Search code examples
pythonpython-3.xpandaslinear-regressionstatsmodels

How to Create Variables from OLS Regression Results?


import numpy as np
import pandas as pd
from scipy import stats
import statsmodels.api as sm 
import matplotlib.pyplot as plt

d = {'City': ['Tokyo','Tokyo','Lisbon','Tokyo','Madrid','Lisbon','Madrid','London','Tokyo','London','Tokyo'], 
     'Card': ['Visa','Visa','Visa','Master Card','Bitcoin','Master Card','Bitcoin','Visa','Master Card','Visa','Bitcoin'],
     'Client Number':[1,2,3,4,5,6,7,8,9,10,11],
     }

d = pd.DataFrame(data=d).set_index('Client Number')

df = pd.get_dummies(d,prefix='', prefix_sep='')


X = df[['Lisbon','London','Madrid','New York','Tokyo','Bitcoin','Master Card','Visa','No','Yes']]
Y = df['Total']

X1 = sm.add_constant(X)
reg = sm.OLS(Y, X1).fit()

reg.summary()

enter image description here

I want to import the coef of each variable in order to apply the model to new data. How do I do that ?


Solution

  • reg.params contains the parameter estimates. Other quantities presented in the summary are available in reg.bse (standard errors), reg.tvalues (t-statistics) and reg.pvalues (P-values).

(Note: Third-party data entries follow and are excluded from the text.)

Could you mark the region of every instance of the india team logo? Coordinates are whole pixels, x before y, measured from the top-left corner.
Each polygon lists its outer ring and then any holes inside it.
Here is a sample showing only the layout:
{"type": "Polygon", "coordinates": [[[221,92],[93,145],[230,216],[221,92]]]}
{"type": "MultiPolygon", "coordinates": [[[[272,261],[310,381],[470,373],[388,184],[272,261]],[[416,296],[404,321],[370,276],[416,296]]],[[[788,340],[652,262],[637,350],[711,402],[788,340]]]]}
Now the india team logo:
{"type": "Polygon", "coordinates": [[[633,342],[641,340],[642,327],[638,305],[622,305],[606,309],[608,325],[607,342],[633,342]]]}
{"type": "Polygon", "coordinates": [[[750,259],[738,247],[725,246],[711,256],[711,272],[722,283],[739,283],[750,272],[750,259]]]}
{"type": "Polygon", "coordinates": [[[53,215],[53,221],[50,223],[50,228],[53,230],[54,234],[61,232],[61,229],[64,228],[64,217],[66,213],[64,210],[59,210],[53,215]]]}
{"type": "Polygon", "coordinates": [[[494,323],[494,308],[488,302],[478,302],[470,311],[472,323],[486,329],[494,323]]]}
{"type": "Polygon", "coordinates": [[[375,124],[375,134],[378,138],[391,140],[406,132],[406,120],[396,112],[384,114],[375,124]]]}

    The full set of available properties can be seen in the documentation:

    https://www.statsmodels.org/devel/generated/statsmodels.regression.linear_model.RegressionResults.html

    If you want to apply the same parameters to a different dataset, the simplest method is to construct a new OLS model with the new data, e.g.,

    mod = OLS(y_new, x_new)
    

    and then use the predict method,

    mod.predict(reg.params)
    

    where res.params are from your original fit. Note that is must be the case that x_new has the same variables in the same location as in the original regression.